El mar, parece mentira, se reactiva con una lluvia tan ligera. El escurrimiento moderado de
nutrientes lo fertiliza, siendo por su propia naturaleza tan solo un desierto con sales
inundando permanentemente. Necesita del llanto del agua dulce desde tierra firme para
permanecer vivo. Yendo al suelo y un poco más allá se forman depósitos subterráneos que
luego, durante meses, escurren a manera de manantiales el agua almacenada
pacientemente durante las lluvias extendiendo sus beneficios ya bien entrado el estío.

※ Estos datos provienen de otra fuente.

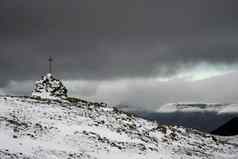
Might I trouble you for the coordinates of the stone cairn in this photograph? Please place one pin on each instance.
(50, 88)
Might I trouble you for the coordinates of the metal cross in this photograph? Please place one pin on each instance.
(50, 64)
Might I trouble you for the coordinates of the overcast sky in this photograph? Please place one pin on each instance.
(140, 52)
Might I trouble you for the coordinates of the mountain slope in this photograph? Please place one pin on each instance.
(228, 129)
(48, 129)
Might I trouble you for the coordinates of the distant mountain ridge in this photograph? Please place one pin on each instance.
(230, 128)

Anoche chateaba con mi lejana amiga Alexandra, en la anteriormente apacible ciudad de
Oaxaca, y la animaba a dejar fluir lo que pensaba sobre una hoja de papel. Imaginé su cara
bonita y sus ojos atentos sobre el monitor, trantando de crear una línea y le decía que
simplemente dejara correr las cosas, como si fueran agua, y que como el agua
encontrarían su camino. Que no pensara, como no piensa la lluvia para caer, escurrir,
mojar y beneficiar. Que al igual que la lluvia, solo fuera lo que es ella. En el mundo actual,
esto no es fácil. La imposición, la cerrazón y la violencia impera.
El extrañamiento por la lluvia de la noche del miércoles es precisamente por lo violentos
que han venido a ser los aguaceros en Acapulco. Se han vuelto torrenciales, repentinos
para aparecer y desaparecer. En pocos minutos cae del cielo una cortina de agua que hace
unos pocos años tardaba hasta varios días en bajar. Y los efectos son totalmente
contrarios a lo anterior. El agua arrastra, destruye, derriba. Corre sobre el suelo y se lleva
con corrientes furiosas todo lo que encuentra a su paso. Transporta toneladas de lodo,
arena y rocas que arranca de cerros y cauces y los deposita en calles, plazas, playas y mar.

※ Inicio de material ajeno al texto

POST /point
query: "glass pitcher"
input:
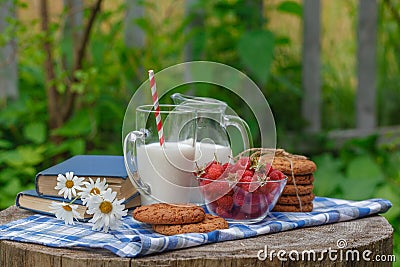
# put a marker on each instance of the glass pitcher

Surge una analogía chocante y una comparación apenas justa. Nuestras acciones ya no
son la gota ligera, el acto bondadoso, la atención y el cariño personalizado de un individuo
hacia su comunidad. Ahora es el torrente violento, la acción cobarde envalentonada por el
montón y el anonimato, reclamando corrección en un sector de transporte que de por sí es
abusivo, aumento de prebendas a maestros que ya de por sí son injustas, la no
construcción de un proyecto para el que no hay alternativa razonable y hasta un lamentable
agarrón entre chamacos después de uno de los pocos eventos culturales con los que
cuenta la ciudad, y para el cual evidentemente iban preparados, pues llevaban consigo
palos, piedras y puntas. ¡Juventud, divino tesoro! Esto es lo único que les hemos podido
enseñar.
Antes no era así, ahora es así y de ahí se cuelgan muchos para expresar lo muy poco que
pueden expresar, con la justificación de ‘no soy sólo yo, somos muchos y –nos lo aclaran–
echamos montón’. Somos torrente violento pues, no producimos, arrasamos. No
acordamos, imponemos. No dialogamos, sólo gritamos y golpeamos, y si nos contestan
de la misma manera los acusamos de ser represores violentos y de atentar contra
nuestros derechos humanos; habría que confirmar primero si existe esta condición en
ellos. Lo curioso es que el ciudadano común, el no afecto a la violencia, el que está harto
de los violentos, de repente comienza a considerar como una solución la fuerza, después
de ver que con palabras no se arregla nada. Cada vez lo vemos más cercano y , conforme
pasa el tiempo, cada vez más deseable. Es conmovedor ver cómo la violencia engendra
violencia. Cómo un torrente da luz a otro torrente. El primer torrente dice que no tiene nada
que perder. El segundo puede ser que esté cansado de perder y de escuchar al otro que no
tiene nada que perder.
La lluvia ligera sigue cayendo y me da un pretexto –muy débil– para no salir de casa. Desde
mi ventana veo como caen gotas ligeras que arrancan su perfume a la tierra, reactivan sus
nutrientes, abonan el mar y forman charcos en los que las nubes coquetas se recrean de
su vaporosa existencia. En unos minutos más tendré que prepararme para salir a la calle y
reintegrarme a la vida y su torrente, volviéndome –para sobrevivir– una gota del torrente.